Bugs is reading The Song of Hiawatha out loud to himself, and the saga turns real as a pint-sized, Elmer Fudd-like Hiawatha (minus the speech impediment) turns up, paddling his canoe. Hiawatha is looking for a rabbit for his dinner. In a key sequence (replayed in a later cartoon - see below), Hiawatha tricks Bugs into thinking he is preparing a hot bath for him. It is actually a cooking pot, which Bugs quickly vacates once Hiawatha casually mentions that he is having rabbit stew for supper. As with Elmer, Bugs spends the rest of the cartoon tormenting his would-be devourer, who finally breaks his arrows in anger and disgust, and paddles his canoe away while Bugsy finishes his reading of the poyem. However, in the closing gag, the miffed-looking Hiawatha suddenly returns to the foreground where Bugs is reading the narrative, and after a second of wordless staring at each other, Hiawatha gives Bugs the "insulting kiss" that the bunny usually bestows on others.
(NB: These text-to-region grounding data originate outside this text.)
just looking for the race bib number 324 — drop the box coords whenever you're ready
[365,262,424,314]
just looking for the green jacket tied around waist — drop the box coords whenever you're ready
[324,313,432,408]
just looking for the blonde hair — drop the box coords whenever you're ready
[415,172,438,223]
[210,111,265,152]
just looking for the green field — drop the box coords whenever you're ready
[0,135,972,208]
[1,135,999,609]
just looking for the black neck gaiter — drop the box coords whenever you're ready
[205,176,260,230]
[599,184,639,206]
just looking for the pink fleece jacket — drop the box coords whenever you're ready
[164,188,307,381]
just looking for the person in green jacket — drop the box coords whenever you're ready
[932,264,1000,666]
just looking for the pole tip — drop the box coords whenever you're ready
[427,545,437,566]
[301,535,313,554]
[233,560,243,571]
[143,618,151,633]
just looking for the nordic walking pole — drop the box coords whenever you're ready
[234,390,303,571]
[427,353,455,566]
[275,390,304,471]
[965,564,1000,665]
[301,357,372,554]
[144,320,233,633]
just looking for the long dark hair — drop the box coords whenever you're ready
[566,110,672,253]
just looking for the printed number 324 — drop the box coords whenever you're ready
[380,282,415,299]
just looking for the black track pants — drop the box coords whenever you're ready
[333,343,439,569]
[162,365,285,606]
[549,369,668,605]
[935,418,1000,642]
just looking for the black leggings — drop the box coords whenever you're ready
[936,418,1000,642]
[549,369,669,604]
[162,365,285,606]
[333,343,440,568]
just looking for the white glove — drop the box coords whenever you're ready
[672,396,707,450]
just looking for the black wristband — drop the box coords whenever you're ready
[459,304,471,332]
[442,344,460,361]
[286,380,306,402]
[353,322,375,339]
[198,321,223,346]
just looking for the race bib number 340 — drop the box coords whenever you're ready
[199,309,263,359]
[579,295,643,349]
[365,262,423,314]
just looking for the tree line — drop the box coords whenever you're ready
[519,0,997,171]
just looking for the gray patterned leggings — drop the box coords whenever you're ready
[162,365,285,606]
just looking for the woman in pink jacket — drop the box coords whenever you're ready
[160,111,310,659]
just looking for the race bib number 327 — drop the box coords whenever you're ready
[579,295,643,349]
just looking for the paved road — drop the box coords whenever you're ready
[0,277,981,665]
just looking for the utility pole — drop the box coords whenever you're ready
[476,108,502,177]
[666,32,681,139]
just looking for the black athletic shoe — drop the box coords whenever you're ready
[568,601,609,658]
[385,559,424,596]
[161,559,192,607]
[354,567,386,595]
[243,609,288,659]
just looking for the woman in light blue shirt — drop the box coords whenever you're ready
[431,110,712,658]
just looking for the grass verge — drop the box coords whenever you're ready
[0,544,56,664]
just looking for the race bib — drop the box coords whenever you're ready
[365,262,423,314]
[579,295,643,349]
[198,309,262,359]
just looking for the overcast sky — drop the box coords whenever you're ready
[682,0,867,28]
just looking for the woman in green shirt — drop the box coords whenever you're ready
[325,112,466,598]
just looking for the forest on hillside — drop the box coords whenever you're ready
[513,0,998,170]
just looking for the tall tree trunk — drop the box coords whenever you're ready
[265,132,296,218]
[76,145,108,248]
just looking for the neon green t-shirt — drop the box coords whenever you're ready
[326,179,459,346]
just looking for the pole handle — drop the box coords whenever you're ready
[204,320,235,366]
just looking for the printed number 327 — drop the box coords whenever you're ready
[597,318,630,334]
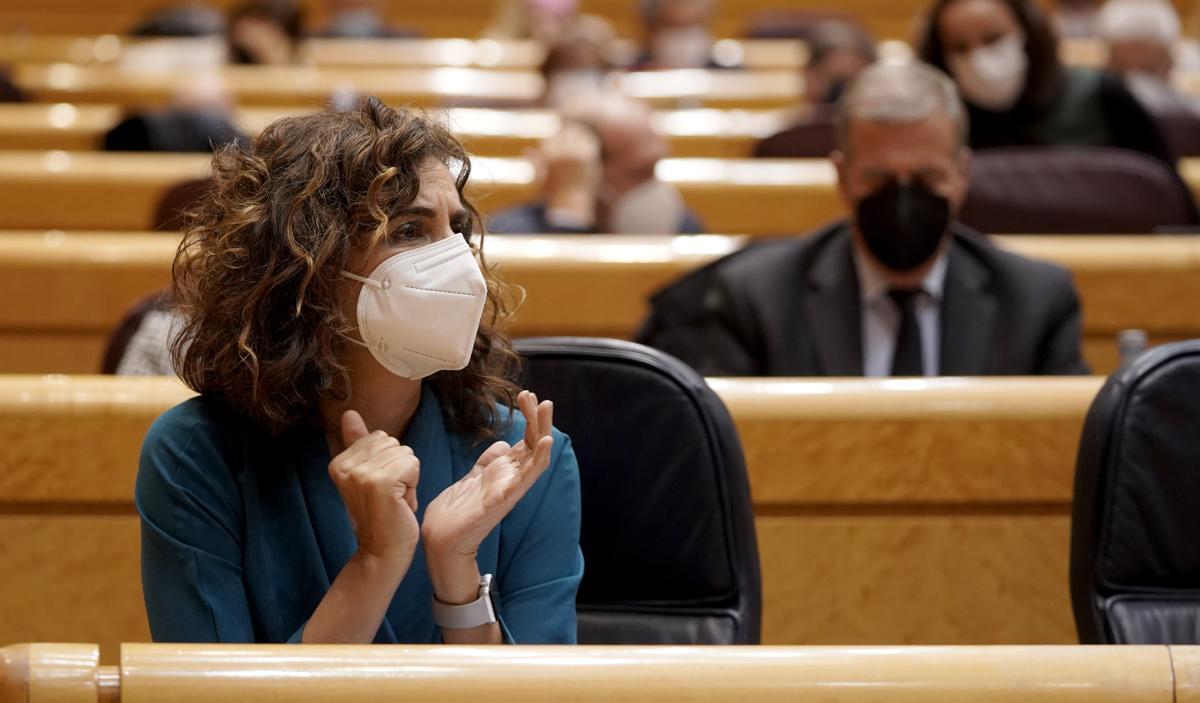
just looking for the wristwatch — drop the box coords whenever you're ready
[431,573,498,629]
Hiawatha then paddles away again, as Bugs "spits out" the kiss as the cartoon ends.
Due to its stereotypical portrayal of Native Americans, this cartoon -- and "What's Cooking, Doc?", which featured a clip from this short -- were pulled from Cartoon Network's 2001 June Bugs marathon by its then-current owner, AOL Time Warner. However, it should be noted that this cartoon aired on Cartoon Network before (often on Thanksgiving Day), as evidenced by the first video shown on this page.
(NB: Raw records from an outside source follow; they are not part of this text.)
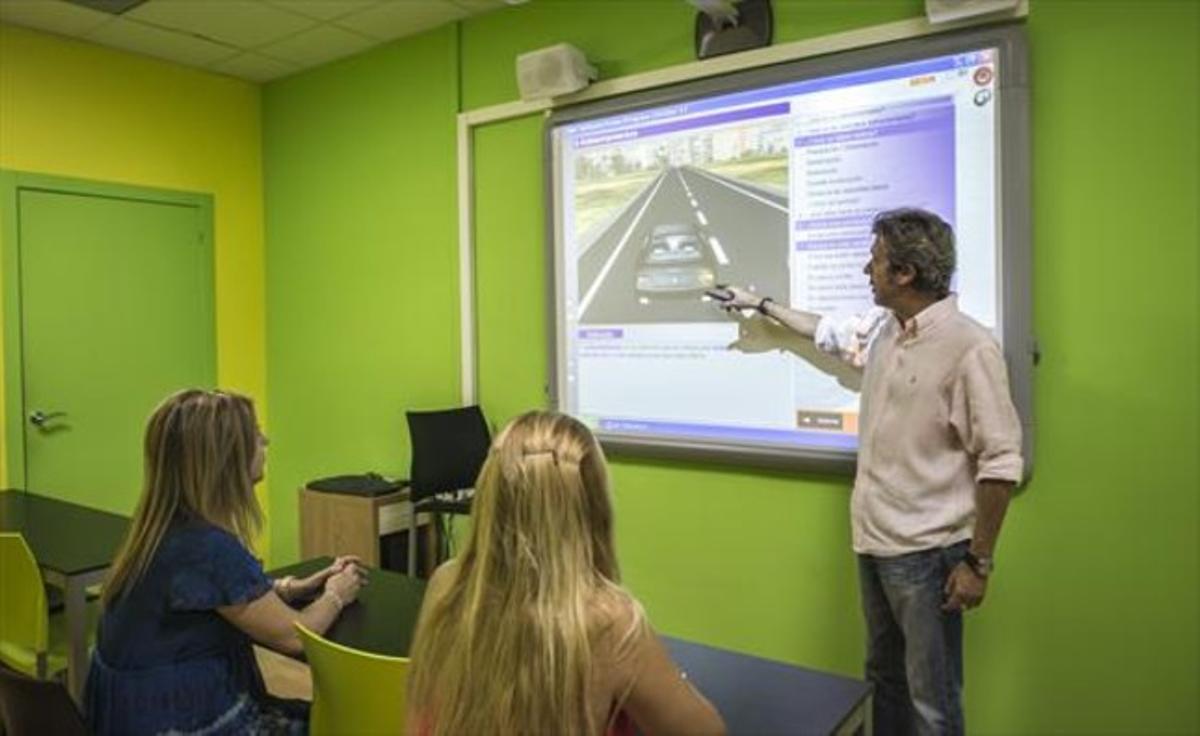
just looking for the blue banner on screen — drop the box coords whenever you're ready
[550,46,1003,456]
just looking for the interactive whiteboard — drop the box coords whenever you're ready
[547,26,1031,472]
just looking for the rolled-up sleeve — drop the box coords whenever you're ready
[950,342,1024,483]
[815,308,890,368]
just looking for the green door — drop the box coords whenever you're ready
[8,178,214,514]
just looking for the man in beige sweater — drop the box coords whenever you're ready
[717,208,1023,736]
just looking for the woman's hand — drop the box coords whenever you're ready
[284,555,364,600]
[325,563,367,607]
[224,559,369,654]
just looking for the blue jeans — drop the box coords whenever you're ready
[857,541,968,736]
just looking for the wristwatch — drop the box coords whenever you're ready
[963,550,994,578]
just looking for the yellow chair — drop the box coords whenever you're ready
[296,622,410,736]
[0,532,81,679]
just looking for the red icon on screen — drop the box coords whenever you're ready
[973,66,994,86]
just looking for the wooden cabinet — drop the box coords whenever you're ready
[298,486,436,574]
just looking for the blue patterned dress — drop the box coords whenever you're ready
[85,519,307,735]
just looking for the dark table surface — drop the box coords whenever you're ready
[665,638,870,735]
[270,557,428,657]
[270,557,870,735]
[0,490,130,575]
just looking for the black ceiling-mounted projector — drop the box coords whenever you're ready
[693,0,773,60]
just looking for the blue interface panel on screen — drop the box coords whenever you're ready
[548,30,1028,469]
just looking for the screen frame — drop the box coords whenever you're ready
[544,23,1032,476]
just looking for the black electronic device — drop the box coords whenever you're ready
[694,0,773,60]
[306,473,405,497]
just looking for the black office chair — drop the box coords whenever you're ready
[0,665,89,736]
[404,406,491,577]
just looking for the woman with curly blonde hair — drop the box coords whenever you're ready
[408,410,725,735]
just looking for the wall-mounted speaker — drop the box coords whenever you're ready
[516,43,597,102]
[925,0,1022,24]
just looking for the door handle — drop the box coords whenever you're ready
[29,410,67,427]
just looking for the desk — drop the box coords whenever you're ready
[298,486,437,575]
[0,490,129,700]
[272,558,872,735]
[664,639,871,735]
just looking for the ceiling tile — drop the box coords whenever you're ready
[257,23,375,67]
[209,51,298,82]
[123,0,315,49]
[1,0,506,84]
[85,16,236,67]
[263,0,379,22]
[0,0,114,37]
[334,0,466,41]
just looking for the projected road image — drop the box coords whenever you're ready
[576,164,789,324]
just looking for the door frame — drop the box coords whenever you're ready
[0,170,215,487]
The cooking-pot sequence from this cartoon would be directly incorporated three years later in the 1944 Bugs Bunny cartoon What's Cookin' Doc?, although Bugs' facial appearance had subtly changed in the interim. The central joke in that film is Bugs losing the Oscar to fellow Warner actor James Cagney. Showing clips specifically from Hiawatha's Rabbit Hunt provides some context to that storyline.